Gelelim başkanlık sistemine, daha çok federatif ya da bölgeli yapılı devletlerde başarılı uygulama örneklerini gördüğümüz bu sistem için, seçilmiş başkanın güçlü otoritesine karşılık yerel / bölgesel yönetimlerin ulus devlet içerisinde oluşturulmasının önemli bir denge unsuru sağladığı açık. Başkanlık sistemi taşranın merkezdeki temsilcileri olan parlamento üyelerinin yetki ve etkisini bir ölçüde seçilmiş başkan üzerine topladığından, sistem, merkez/taşra güç dengesini bölgesel düzeyde yönetsel yapı şekillendirerek aşmak üzerine kurulu. Elbette ülkeden ülkeye değişen örnekler var. Ancak prensip olarak böyle bir dengeleme mekanizmasını kurgulamak önemli. Kimi ülkelerde eyaletler çok güçlü, hatta eyalet sınırları içerisinde ülke genelinden farklılaşan hukuk kuralları var ABD gibi, kimi ülkelerde de belli sosyolojik, coğrafi, ekonomik vs. ayrımlarla şekillenen bölgesel yönetimler var. Merkezi yönetsel yapının uzun yıllar hakim olduğu Türkiye eğer 12 Eylül rejiminin öngördüğü gibi 80'li yıllarda bölge düzeyinde yönetsel yapılanmaya gitseydi büyük olasılıkla pratik ihtiyaçlarla sınırlı bir bölgeselleşme deneyimini yaşayacaktı. Bugünkü başkanlık sistemi tartışmalarında gündeme gelen kimilerine göre bu sistemin sağlıklı işlemesi için bir gereklilik, kimilerine göre ise sırf böyle bir koşulu olduğu için bile başkanlık sistemine geçilmemesi gerektiği biçiminde ülke bütünlüğü açısından tehdit olarak görülen bölgeselleşme, 80'li yıllarda yürürlük kazanmış olabilirdi. Ve aradan geçen zamana rağmen hala başkanlık sistemine geçilmemiş olsaydı ve şimdilerde gündeme gelseydi, Başkanlık Sistemi'nin temel koşullarından biri  zaten var olacaktı ya da istemezükçülerin temel reddediş nedeni ortadan kalkmış olacaktı.
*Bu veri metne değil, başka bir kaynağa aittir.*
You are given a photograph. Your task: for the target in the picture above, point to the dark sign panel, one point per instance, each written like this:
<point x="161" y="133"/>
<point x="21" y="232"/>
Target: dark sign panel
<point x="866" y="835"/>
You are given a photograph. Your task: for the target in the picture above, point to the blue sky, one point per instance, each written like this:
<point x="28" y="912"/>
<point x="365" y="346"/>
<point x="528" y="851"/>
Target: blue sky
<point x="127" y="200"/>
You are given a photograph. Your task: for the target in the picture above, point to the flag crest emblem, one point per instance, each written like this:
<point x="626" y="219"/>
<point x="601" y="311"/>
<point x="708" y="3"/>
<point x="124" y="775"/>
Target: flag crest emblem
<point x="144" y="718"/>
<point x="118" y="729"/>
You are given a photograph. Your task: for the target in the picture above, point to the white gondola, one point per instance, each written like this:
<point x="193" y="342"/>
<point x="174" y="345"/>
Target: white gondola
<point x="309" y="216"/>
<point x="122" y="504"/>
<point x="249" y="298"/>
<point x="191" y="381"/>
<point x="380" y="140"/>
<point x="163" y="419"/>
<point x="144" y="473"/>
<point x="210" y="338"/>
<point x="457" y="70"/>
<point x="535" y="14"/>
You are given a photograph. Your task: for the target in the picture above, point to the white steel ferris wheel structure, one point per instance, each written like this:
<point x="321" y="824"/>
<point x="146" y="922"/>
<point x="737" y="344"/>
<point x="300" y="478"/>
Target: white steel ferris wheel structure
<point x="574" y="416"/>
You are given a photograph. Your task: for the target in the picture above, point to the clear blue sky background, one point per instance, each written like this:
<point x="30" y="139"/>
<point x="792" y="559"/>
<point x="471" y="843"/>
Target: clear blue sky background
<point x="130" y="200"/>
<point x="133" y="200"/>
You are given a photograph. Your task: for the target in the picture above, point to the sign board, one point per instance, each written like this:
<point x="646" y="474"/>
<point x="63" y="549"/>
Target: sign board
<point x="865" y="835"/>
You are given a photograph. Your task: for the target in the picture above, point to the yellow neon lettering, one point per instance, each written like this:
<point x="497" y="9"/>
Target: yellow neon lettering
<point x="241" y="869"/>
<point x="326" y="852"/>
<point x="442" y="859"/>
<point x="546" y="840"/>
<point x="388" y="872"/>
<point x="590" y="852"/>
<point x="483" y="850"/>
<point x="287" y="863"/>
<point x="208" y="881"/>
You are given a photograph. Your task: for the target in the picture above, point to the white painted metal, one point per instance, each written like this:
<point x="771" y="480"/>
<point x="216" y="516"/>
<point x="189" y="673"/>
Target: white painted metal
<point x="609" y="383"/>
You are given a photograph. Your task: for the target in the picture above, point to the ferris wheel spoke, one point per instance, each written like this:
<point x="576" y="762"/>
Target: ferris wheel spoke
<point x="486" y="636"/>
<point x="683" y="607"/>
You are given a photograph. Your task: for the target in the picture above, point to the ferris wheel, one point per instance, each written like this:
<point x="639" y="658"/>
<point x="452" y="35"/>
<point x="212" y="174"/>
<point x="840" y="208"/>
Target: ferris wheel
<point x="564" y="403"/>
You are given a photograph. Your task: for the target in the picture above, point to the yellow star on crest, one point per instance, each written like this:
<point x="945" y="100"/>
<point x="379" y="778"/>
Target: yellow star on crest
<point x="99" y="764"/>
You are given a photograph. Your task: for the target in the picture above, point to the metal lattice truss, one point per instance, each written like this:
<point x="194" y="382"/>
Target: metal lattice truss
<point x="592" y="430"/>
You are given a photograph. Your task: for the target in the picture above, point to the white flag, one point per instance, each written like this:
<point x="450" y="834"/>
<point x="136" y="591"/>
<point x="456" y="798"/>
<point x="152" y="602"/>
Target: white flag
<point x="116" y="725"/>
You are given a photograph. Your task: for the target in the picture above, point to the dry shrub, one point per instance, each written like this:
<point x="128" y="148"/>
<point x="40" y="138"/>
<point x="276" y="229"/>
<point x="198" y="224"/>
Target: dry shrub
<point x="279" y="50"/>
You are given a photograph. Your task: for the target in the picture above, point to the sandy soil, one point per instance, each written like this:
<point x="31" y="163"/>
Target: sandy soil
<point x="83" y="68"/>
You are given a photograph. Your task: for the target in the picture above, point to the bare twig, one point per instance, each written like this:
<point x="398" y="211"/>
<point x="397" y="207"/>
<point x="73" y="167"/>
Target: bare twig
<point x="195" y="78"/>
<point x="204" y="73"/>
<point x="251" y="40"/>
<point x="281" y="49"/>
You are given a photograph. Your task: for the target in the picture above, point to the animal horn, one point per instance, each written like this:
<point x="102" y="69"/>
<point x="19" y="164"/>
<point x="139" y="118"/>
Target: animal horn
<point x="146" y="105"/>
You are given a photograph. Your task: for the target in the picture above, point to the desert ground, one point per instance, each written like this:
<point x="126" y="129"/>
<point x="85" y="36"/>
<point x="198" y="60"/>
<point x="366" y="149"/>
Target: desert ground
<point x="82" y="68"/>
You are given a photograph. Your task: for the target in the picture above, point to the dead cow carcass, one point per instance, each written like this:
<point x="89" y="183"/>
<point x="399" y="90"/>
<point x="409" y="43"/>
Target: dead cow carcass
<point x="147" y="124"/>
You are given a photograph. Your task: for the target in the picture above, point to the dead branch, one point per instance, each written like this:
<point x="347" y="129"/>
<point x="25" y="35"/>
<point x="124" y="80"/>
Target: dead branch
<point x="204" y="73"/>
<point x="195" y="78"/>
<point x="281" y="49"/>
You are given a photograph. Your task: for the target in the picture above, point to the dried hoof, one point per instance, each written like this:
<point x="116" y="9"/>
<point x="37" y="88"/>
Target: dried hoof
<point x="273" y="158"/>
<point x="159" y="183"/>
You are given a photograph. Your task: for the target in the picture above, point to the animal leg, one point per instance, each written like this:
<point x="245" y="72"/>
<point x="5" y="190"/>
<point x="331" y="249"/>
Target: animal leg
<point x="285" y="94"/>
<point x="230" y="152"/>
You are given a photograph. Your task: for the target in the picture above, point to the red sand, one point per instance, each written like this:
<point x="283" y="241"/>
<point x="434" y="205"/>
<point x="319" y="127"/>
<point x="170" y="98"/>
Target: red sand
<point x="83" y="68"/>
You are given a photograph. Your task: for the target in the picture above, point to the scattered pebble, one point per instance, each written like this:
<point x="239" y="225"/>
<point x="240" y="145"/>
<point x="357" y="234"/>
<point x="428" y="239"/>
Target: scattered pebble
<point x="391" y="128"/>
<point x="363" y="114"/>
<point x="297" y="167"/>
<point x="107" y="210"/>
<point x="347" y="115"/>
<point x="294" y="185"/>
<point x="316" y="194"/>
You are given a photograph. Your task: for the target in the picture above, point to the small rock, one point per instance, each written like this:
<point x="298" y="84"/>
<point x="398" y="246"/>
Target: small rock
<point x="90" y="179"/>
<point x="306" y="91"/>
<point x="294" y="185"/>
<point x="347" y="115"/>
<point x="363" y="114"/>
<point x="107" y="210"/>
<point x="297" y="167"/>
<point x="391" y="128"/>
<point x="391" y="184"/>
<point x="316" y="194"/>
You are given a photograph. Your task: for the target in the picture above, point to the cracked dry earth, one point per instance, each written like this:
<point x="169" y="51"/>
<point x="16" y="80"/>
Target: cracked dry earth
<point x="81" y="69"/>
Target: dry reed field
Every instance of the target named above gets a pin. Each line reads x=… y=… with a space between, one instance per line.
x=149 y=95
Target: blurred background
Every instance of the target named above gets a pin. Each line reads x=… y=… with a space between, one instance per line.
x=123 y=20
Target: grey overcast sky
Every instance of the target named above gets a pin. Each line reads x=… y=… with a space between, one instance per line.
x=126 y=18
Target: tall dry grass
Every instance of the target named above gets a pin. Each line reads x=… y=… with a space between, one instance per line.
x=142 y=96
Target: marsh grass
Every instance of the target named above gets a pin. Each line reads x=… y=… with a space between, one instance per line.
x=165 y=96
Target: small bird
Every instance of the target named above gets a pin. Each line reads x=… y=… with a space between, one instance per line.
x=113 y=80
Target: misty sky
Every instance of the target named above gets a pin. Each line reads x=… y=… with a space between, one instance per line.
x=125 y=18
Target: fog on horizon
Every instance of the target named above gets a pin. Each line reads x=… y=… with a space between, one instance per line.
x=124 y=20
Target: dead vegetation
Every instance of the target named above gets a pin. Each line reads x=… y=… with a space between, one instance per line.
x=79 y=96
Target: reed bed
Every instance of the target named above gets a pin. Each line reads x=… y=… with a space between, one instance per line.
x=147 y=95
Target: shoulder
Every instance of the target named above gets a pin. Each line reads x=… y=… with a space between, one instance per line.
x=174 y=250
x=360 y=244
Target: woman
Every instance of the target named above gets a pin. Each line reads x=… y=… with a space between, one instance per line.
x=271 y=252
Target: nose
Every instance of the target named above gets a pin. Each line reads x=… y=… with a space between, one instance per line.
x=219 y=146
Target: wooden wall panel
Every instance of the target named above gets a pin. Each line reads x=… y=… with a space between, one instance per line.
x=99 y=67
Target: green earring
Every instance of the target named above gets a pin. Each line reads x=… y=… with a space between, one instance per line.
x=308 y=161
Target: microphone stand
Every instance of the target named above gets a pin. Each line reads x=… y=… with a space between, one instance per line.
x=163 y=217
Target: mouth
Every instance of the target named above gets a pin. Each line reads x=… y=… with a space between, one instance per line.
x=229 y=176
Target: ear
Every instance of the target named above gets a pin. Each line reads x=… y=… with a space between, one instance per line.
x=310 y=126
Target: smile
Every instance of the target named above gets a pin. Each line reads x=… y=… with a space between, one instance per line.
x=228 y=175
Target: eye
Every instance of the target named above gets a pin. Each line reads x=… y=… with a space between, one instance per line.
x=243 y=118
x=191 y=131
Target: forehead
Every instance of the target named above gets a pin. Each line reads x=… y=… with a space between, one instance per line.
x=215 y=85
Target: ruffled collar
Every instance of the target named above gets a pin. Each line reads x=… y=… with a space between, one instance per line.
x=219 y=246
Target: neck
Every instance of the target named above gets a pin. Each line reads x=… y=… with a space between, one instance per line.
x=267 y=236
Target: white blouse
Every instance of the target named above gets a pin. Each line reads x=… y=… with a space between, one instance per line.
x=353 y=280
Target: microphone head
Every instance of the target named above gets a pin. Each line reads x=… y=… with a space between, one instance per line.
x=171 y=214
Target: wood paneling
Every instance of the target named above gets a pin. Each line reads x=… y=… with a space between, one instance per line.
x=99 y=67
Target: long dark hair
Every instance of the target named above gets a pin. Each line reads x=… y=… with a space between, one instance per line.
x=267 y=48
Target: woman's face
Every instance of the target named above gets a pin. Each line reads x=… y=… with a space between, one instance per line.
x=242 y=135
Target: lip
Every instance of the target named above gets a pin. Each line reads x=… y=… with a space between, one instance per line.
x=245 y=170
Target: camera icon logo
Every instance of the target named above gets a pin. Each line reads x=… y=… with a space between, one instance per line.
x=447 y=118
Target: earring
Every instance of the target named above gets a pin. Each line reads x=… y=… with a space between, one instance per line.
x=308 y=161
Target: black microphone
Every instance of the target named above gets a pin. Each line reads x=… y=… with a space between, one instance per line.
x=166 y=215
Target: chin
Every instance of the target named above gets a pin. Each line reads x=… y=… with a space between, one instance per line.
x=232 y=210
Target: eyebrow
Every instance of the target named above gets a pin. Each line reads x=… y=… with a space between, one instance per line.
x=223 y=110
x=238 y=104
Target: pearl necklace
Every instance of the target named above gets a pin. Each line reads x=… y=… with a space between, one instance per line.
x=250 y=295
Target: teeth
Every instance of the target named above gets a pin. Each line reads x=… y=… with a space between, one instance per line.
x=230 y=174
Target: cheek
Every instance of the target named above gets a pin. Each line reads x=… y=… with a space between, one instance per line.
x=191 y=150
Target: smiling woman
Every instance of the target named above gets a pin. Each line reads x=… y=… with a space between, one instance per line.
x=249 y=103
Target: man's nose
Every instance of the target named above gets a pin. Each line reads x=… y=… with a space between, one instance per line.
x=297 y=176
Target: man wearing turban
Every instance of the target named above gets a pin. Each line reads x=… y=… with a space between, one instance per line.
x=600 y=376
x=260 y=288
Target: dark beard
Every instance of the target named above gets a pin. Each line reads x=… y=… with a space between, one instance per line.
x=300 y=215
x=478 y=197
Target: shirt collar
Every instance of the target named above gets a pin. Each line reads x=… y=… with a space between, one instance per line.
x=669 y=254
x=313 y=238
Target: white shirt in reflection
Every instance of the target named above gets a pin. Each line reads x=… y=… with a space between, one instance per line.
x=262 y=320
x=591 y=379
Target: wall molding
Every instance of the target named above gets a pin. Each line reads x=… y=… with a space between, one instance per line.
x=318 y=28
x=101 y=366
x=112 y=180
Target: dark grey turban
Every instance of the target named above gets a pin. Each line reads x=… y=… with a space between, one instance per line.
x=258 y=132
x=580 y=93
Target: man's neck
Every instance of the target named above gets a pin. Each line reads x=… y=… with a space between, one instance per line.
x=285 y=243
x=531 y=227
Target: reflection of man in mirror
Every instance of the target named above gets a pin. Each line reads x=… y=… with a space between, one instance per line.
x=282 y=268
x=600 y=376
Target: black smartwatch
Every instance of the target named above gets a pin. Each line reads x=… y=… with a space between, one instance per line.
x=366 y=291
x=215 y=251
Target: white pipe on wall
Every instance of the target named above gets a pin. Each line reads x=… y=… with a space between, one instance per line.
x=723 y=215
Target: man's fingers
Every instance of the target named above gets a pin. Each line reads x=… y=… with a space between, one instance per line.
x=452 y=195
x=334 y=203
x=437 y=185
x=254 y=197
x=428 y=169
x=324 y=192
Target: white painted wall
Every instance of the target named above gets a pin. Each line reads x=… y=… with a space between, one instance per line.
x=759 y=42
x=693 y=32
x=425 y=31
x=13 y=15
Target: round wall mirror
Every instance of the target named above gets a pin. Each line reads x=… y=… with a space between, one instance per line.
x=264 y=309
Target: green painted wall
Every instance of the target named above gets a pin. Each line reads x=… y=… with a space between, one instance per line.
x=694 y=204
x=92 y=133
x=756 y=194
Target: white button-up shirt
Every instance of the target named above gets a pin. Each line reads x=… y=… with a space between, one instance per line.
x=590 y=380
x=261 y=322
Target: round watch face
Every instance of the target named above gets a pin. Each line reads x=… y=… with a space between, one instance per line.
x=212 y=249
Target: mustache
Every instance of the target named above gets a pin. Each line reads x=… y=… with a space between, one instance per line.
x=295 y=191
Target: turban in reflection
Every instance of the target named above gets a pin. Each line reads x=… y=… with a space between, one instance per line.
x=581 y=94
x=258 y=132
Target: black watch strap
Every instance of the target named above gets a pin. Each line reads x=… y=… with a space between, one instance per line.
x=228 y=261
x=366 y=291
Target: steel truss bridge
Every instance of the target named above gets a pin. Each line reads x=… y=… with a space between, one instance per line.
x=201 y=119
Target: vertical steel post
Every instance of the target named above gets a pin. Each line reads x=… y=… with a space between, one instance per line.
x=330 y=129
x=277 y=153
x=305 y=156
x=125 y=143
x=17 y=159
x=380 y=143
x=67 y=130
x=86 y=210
12 Eylül'le hesaplaşmanın aynı zamanda Başkanlık Sistemi'ne geçişi kolaylaştırabilecek bir düzenleme ile de hesaplaşma anlamı taşıması, aşılması zor bir ironi.  Bu ironi yerel/bölgesel yönetim mekanizmalarının merkez karşısında güçlendirilmesi talebini gündemde tutan demokratların da 12 Eylül 1980 rejimi ile hesaplaşma girişimlerine başvururken üzerinde bir kere daha düşünmeleri gereken bir ayrıntı olarak kafaları karıştırmalı.